Een mooi voorbeeld hiervan zijn de inwoners van Kloosterburen die met hun coöperatie de zorgvoorziening voor ouderen in hun eigen dorp hebben gekocht, en zo zorg dichtbij huis konden houden op een plek waar de voorzieningen onder druk staan.
En de Roggeveenstraat, hier in Den Haag, waar de bewoners verenigd als coöperatie als eerste bewonersgroep in Nederland hun eigen straat konden kopen, en waar de gemeente als bondgenoot van de buurt meewerkte.

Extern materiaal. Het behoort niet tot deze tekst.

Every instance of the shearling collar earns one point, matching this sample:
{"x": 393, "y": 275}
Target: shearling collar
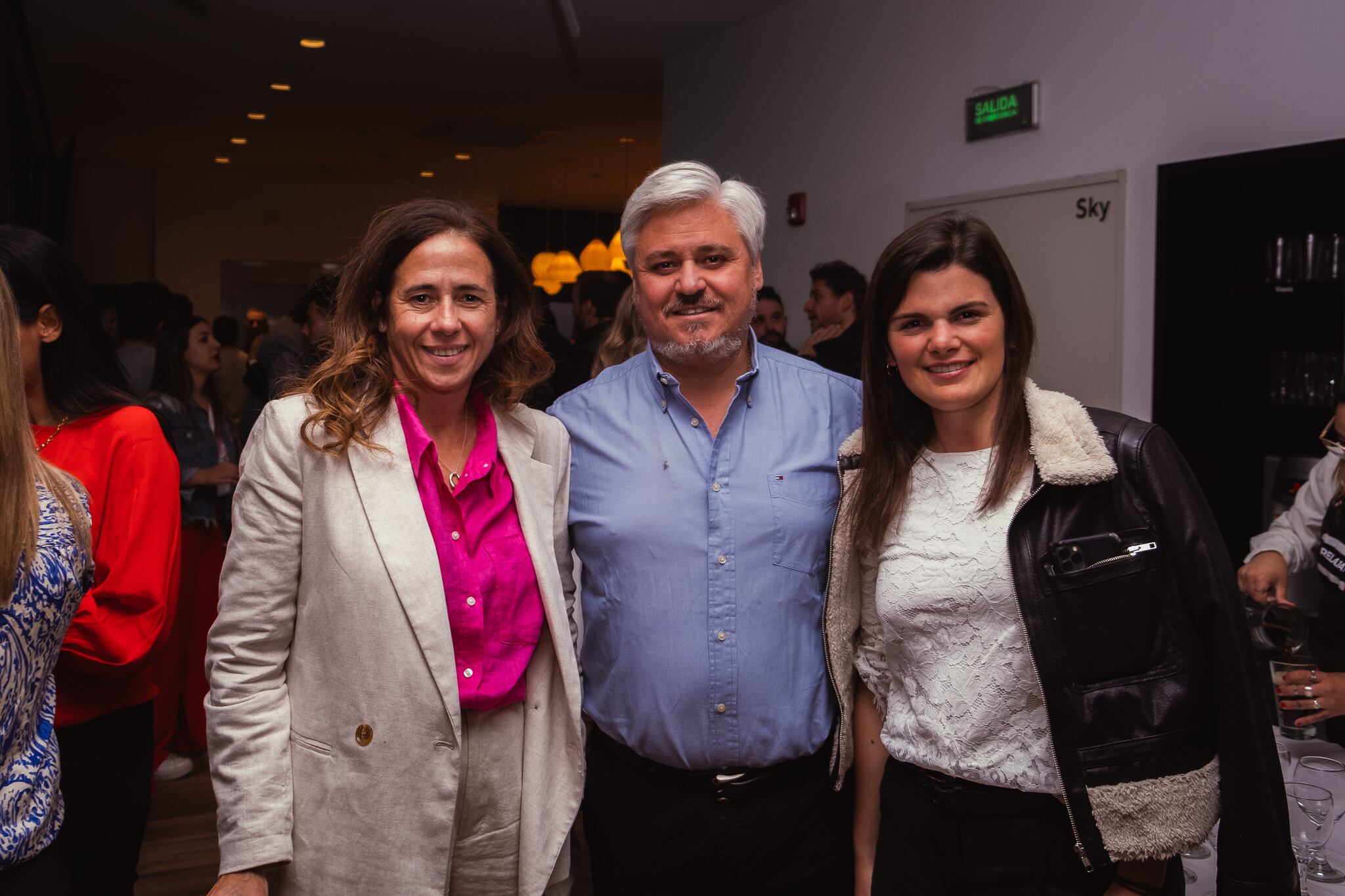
{"x": 1066, "y": 445}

In het Regeerakkoord wordt ruimte gegeven aan initiatieven vanuit de samenleving. Er wordt werk gemaakt van het ‘uitdaagrecht’ zodat inwoners de overheid kunnen uitdagen een publieke taak, zoals een buurthuis of een groenvoorziening, met budget aan hen over te dragen. Er komen experimenten met het recht op overname. Stuk voor stuk voorstellen uit de initiatiefnota ‘coöperatief overheidsbestuur’ die de ChristenUnie met de PvdA indiende begin vorig jaar. Hoe wil de minister dit vormgeven? Zal dit ook wettelijk verankerd moeten worden?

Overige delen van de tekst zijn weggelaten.